The following is an example of an XML document that I am sending:

<TranslateArrayRequest>
<AppId/>
<From>es</From>
<Options>
<ContentType xmlns="http://schemas.datacontract.org/2004/07/Microsoft.MT.Web.Service.V2">text/plain</ContentType>
</Options>
<Texts>
<string xmlns="http://schemas.microsoft.com/2003/10/Serialization/Arrays">
<![CDATA[Hola]]>
</string>
</Texts>
<To>en</To>
</TranslateArrayRequest>


This works fine, the result is:

<ArrayOfTranslateArrayResponse xmlns="http://schemas.datacontract.org/2004/07/Microsoft.MT.Web.Service.V2" xmlns:i="http://www.w3.org/2001/XMLSchema-instance">
<TranslateArrayResponse>
<From>es</From>
<OriginalTextSentenceLengths xmlns:a="http://schemas.microsoft.com/2003/10/Serialization/Arrays">
<a:int>4</a:int>
</OriginalTextSentenceLengths>
<TranslatedText>Hello</TranslatedText>
<TranslatedTextSentenceLengths xmlns:a="http://schemas.microsoft.com/2003/10/Serialization/Arrays">
<a:int>5</a:int>
</TranslatedTextSentenceLengths>
</TranslateArrayResponse>
</ArrayOfTranslateArrayResponse>


However, if I then add any Chinese character, like so:

<TranslateArrayRequest>
<AppId/>
<From>zh-CHS</From>
<Options>
<ContentType xmlns="http://schemas.datacontract.org/2004/07/Microsoft.MT.Web.Service.V2">text/plain</ContentType>
</Options>
<Texts>
<string xmlns="http://schemas.microsoft.com/2003/10/Serialization/Arrays">
<![CDATA[南]]>
</string>
</Texts>
<To>en</To>
</TranslateArrayRequest>


I get a weird response:

<html>
<body/>
<h1>System.Runtime.Serialization.SerializationException</h1>
<p>Message: There was an error deserializing the object of type Microsoft.MT.MDistributor.V2.TranslateArrayRequest.

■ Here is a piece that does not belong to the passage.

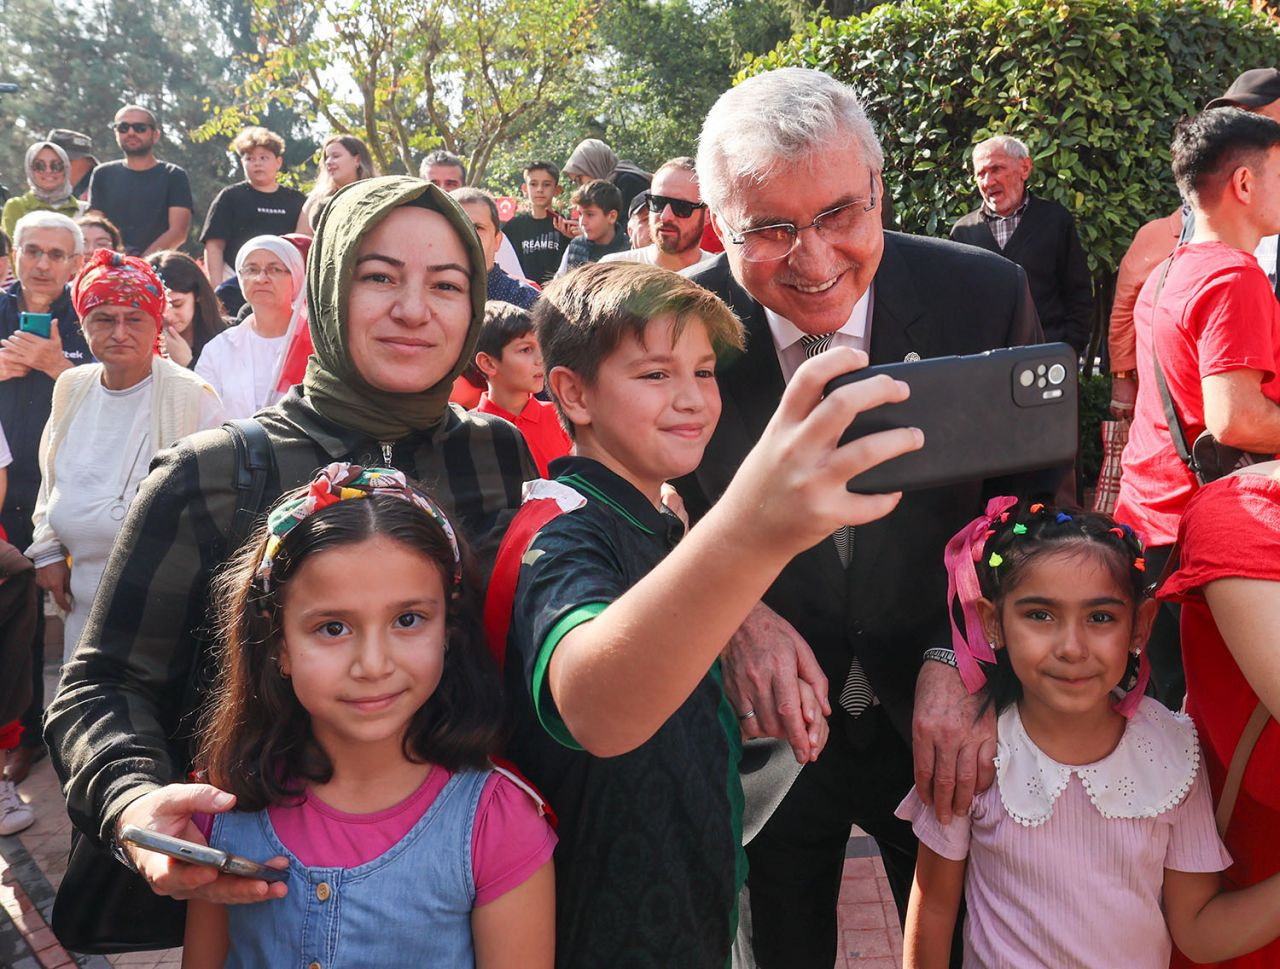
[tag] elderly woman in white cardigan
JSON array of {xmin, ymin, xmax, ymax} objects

Unexpected end of file. Following elements are not closed: TranslateArrayRequest. Line 1, position 298.</p>
</html>


Note that I also tried not using CDATA escaping, but it doesn't help. Changing the
From
language has no effect either.

I'm working with Node.js (Javascript), although since this is a generic HTTP API I don't think that should matter.

Answer

OK, I encountered exactly the same problem calling one of the Microsoft Translator POST APIs from Node.js. The API works fine - returns the translation as expected - as long as there are no non-ASCII characters, but then when I add a single accented 'é' character to the in appropriate <string> section of the POST body, it responds with an error:

    <html><body/><h1>System.Runtime.Serialization.SerializationException</h1>
<p>Message: There was an error deserializing the object of type Microsoft.MT.MDistributor.V2.TranslateArrayRequest. Unexpected end of file. Following elements are not closed: TranslateArrayRequest. Line 1, position 782.</p>
</html>

I figured out that the problem is that the Content-Length header wants the length in bytes, but I had been sending the length in characters. Why does this happen? Well, the typical way to measure the length of the body for the Node http request is to call

var length = body.length

and get the "length" - i.e. number of characters - of the string. This works when all of the characters are ASCII. However, it turns out that in UTF-8 non-ASCII characters (including my accented 'é') can be more than one byte each. So when the body contains non-ASCII characters the byte length will no longer be equal to the character length, and the character length is incorrect. In this case, it caused the Microsoft server to stop reading the message prematurely, generating the error message.

Instead we need to measure the length in bytes with the call (in Node.js)

var length = Buffer.byteLength(body, 'utf8')

and send that length in Content-Length header, and the Microsoft Translator API works again.